Adjusted OIBDA margin increased primarily due to lower fixed costs,
obsolescence and freight costs, which were partially offset by
lower product margins and higher bad debt expenses.
QVC UK's revenue grew 3% in local currency in the third quarter
primarily due to gains in the home and beauty categories. ASP in
local currency increased 2% and units sold increased 2%. Adjusted
OIBDA in local currency increased 9% and adjusted OIBDA margin
increased 125 basis points. The increase in adjusted OIBDA margin
was primarily due to sales leverage of fixed costs and lower
freight costs.
QVC Italy's revenue increased 18% in local currency in the third
quarter primarily due to gains in all categories except
electronics. ASP in local currency increased 1% and units sold
increased 18%. The adjusted OIBDA deficit in local currency
improved 73% and adjusted OIBDA margin improved 1,492 basis points.
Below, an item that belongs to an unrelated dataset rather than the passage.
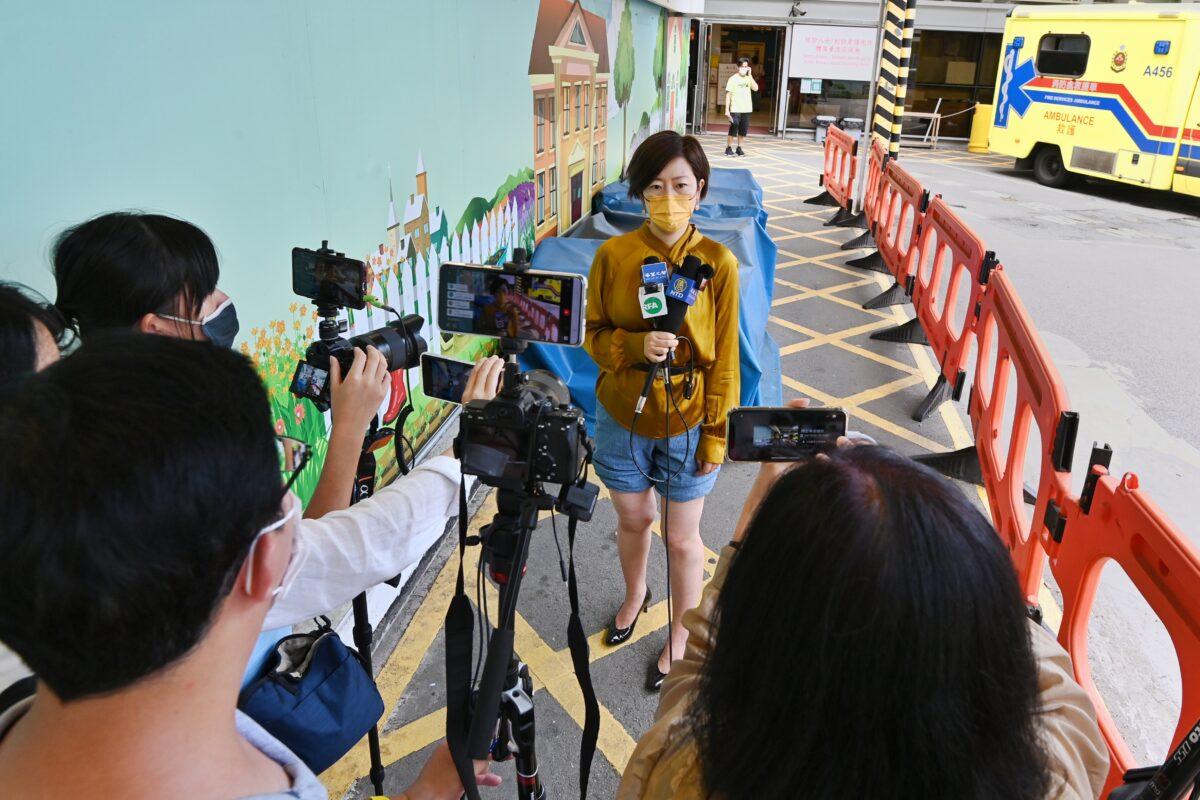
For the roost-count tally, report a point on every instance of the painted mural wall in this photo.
(400, 131)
The increase in adjusted OIBDA margin was primarily due to sales
leverage of fixed costs and lower product distribution
expenses.
CNRS, QVC’s joint venture in China operating under the brand CNR
Mall, generated revenue growth of 14% in local currency in the
third quarter. Adjusted OIBDA deficit in local currency increased
45% primarily due to new television distribution agreements that
will expand reach into more homes and higher fixed costs, which
were partially offset by revenue growth and improved product
margins. This joint venture is being accounted for as an equity
method investment, and as a result, QVC reported a $2 million
reduction in net income in the third quarter.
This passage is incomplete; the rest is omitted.